There comes a point in the development of many artist’s careers where you can sense a shift in the way that they carry themselves. Usually it’s after years of performing and gaining acclaim — enough time for them to feel established in their art form and style. There’s less to prove, no need to affirm their talent or worth to the masses.

Mitski’s sold-out performance at the 9:30 Club on Friday seemed to be a clear example of that. Fresh off the release of her critically acclaimed album Be The Cowboy, Mitski — whose full name is Mitski Miyawaki — embarked on a sold-out nationwide tour to share her new music and the raw power of her talent with her audience.

The show opened with “Remember My Name,” one of the songs off her newest project. Mitski didn’t open the show with the typical pleasantries that performers usually go through in a new city. Seemingly setting the tone for the night, she dove straight into her act, crooning and moving around stage with an intensity that captivated the audience.

Her setlist quickly indulged older fans, as the room chanted the lyrics to “First Love/Late Spring” word for word, a popular song off her 2014 album, Bury Me at Makeout Creek. Despite the fact that she was playing music from a few years ago, there was a palpable difference in her demeanor.

Mitski’s older performances were usually more acoustic-based, with her primarily singing and playing guitar.
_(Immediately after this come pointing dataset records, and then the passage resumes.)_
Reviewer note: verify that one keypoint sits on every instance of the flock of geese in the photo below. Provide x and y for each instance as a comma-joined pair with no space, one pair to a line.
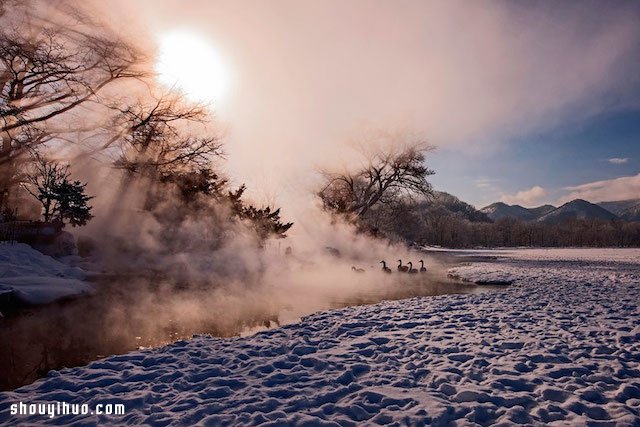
401,268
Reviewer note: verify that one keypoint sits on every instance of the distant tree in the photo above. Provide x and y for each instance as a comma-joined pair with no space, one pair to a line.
61,198
265,221
387,175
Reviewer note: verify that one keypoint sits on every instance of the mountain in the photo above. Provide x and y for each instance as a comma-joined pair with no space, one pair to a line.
632,213
625,209
541,210
576,209
501,210
451,203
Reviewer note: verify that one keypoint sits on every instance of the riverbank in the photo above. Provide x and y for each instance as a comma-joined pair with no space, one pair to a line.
560,345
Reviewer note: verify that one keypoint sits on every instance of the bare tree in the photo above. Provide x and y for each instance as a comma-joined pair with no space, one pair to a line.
154,137
61,198
398,171
51,64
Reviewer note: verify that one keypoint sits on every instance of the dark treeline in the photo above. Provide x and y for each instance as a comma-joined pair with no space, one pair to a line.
437,227
390,197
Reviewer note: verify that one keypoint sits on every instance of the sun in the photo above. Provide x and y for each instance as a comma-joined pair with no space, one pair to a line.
190,63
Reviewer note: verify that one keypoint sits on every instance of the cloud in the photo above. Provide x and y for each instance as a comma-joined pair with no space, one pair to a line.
618,160
466,75
525,198
623,188
485,182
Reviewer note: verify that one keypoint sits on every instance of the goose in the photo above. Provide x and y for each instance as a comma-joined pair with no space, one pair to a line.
422,268
385,268
411,269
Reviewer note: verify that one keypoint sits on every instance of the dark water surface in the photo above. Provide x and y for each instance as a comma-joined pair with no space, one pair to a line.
72,333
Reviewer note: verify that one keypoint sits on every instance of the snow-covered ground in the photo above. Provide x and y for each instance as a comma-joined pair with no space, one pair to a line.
559,346
34,278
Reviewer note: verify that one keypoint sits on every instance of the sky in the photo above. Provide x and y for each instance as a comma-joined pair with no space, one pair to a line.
526,102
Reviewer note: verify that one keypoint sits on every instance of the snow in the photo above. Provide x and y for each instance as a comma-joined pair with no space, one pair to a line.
35,278
559,346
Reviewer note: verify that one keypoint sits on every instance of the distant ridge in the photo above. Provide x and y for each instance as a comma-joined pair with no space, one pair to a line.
501,210
626,209
450,203
577,209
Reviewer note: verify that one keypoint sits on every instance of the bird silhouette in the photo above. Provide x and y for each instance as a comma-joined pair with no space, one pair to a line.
384,267
411,269
401,267
422,268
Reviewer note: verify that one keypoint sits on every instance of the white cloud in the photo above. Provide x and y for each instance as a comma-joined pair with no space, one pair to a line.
485,182
623,188
525,198
618,160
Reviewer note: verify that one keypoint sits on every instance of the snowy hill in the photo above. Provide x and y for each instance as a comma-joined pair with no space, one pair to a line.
454,205
501,210
559,347
31,277
541,210
576,209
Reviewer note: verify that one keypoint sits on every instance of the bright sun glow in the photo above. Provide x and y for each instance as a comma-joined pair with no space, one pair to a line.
188,62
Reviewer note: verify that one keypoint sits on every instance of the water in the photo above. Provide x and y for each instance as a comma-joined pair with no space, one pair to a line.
116,320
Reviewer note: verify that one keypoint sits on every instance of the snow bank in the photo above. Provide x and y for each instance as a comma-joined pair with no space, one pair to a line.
560,346
34,278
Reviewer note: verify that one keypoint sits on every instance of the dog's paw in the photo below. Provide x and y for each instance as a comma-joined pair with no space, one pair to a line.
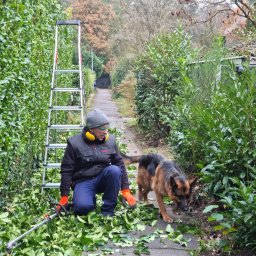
166,218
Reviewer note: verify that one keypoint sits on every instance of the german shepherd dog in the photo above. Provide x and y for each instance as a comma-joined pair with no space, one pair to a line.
165,178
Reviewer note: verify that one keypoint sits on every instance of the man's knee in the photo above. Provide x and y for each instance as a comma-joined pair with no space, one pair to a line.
114,171
81,208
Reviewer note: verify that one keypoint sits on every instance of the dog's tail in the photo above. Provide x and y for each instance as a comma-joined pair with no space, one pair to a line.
130,159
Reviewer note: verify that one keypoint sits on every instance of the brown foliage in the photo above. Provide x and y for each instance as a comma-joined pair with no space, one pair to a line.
95,17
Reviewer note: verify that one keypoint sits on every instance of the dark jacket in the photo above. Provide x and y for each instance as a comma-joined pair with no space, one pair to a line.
84,159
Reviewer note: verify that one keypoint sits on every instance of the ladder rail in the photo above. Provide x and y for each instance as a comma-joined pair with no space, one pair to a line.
53,127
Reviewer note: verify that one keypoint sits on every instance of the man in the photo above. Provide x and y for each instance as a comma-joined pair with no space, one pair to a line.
92,165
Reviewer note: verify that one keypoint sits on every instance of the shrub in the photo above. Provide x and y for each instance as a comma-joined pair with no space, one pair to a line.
158,72
26,54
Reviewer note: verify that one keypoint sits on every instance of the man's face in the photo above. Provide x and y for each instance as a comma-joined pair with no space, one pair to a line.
100,132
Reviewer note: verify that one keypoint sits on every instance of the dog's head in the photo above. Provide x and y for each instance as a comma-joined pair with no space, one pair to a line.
181,190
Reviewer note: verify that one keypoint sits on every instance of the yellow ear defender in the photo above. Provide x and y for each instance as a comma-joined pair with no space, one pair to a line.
91,137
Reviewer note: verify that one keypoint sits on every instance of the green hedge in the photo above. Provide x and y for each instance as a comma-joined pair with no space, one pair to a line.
158,71
206,111
26,57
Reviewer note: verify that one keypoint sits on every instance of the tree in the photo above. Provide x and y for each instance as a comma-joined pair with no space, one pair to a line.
140,21
95,16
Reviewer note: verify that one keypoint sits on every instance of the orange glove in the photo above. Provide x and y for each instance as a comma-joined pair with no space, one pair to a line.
63,201
131,200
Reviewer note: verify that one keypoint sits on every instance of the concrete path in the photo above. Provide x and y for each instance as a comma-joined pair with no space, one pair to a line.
103,101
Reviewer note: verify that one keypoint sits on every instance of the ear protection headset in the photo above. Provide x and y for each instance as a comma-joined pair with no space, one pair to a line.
92,137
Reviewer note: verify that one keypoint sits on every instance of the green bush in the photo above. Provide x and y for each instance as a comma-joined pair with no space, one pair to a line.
158,72
120,72
26,56
89,79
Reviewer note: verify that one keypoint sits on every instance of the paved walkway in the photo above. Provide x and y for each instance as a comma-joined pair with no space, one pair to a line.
103,101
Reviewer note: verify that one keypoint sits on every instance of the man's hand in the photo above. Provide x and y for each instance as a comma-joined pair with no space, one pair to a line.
127,195
63,201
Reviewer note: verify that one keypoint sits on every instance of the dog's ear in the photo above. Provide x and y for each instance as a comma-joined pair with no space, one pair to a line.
192,182
173,182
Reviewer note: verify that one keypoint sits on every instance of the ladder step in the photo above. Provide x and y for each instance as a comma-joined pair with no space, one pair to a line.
56,146
52,165
67,71
63,127
65,108
68,22
51,185
66,89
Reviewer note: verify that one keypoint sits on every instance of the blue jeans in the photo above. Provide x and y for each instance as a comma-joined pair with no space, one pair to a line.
108,182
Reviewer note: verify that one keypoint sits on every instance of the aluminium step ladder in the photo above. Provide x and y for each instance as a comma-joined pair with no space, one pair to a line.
59,126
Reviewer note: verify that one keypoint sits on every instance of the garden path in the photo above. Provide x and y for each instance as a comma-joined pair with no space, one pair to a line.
103,100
For this show, however, there was a full backing band, and she was mostly focused on her vocals as well as some passionate choreography — at many points, her arms and head would make rigid, robotic movements while she danced around. During her performance of “Francis Forever,” she began pacing the length of the stage, picking up speed until she was basically running at the end of the song.

She eventually did chat with the crowd a bit, in her soft spoken and carefully reserved demeanor. She thanked the audience, and shared a funny story about how someone approached her in the lobby of her hotel while was waiting for her Lyft to the venue, assuming she was emotionally distressed while she was just sitting absentmindedly.

“I guess I just exude loneliness,” she said with a chuckle, and the crowd cheered.

There probably aren’t many shows where that type of comment would garner a positive reaction, but Mitski knows her audience — and that includes many people who enjoy her music for it’s heart wrenching honesty, and poetic ability to describe heartbreak, sadness, and pain in a beautiful way.

For an artist who started off on bandcamp as a SUNY Purchase student — and yes, she did talk about the Danny DeVito shrine — the leaps and bounds that her career has made in the past few years have been something to watch. “Nobody,” a single from Be The Cowboy, has reached almost 6.4 million streams on Spotify. Punk legend Iggy Pop referred to her as “the most advanced American songwriter” he knows.

Perhaps this transitional period is so fascinating to witness because we are seeing the talent of a gifted writer become fully realized. She doesn’t need a superfluous set design, crazy costumes, or even much promotion for her tour to be well-known and loved. In this post-Be The Cowboy era, Mitski has proved to us all, that she alone is enough.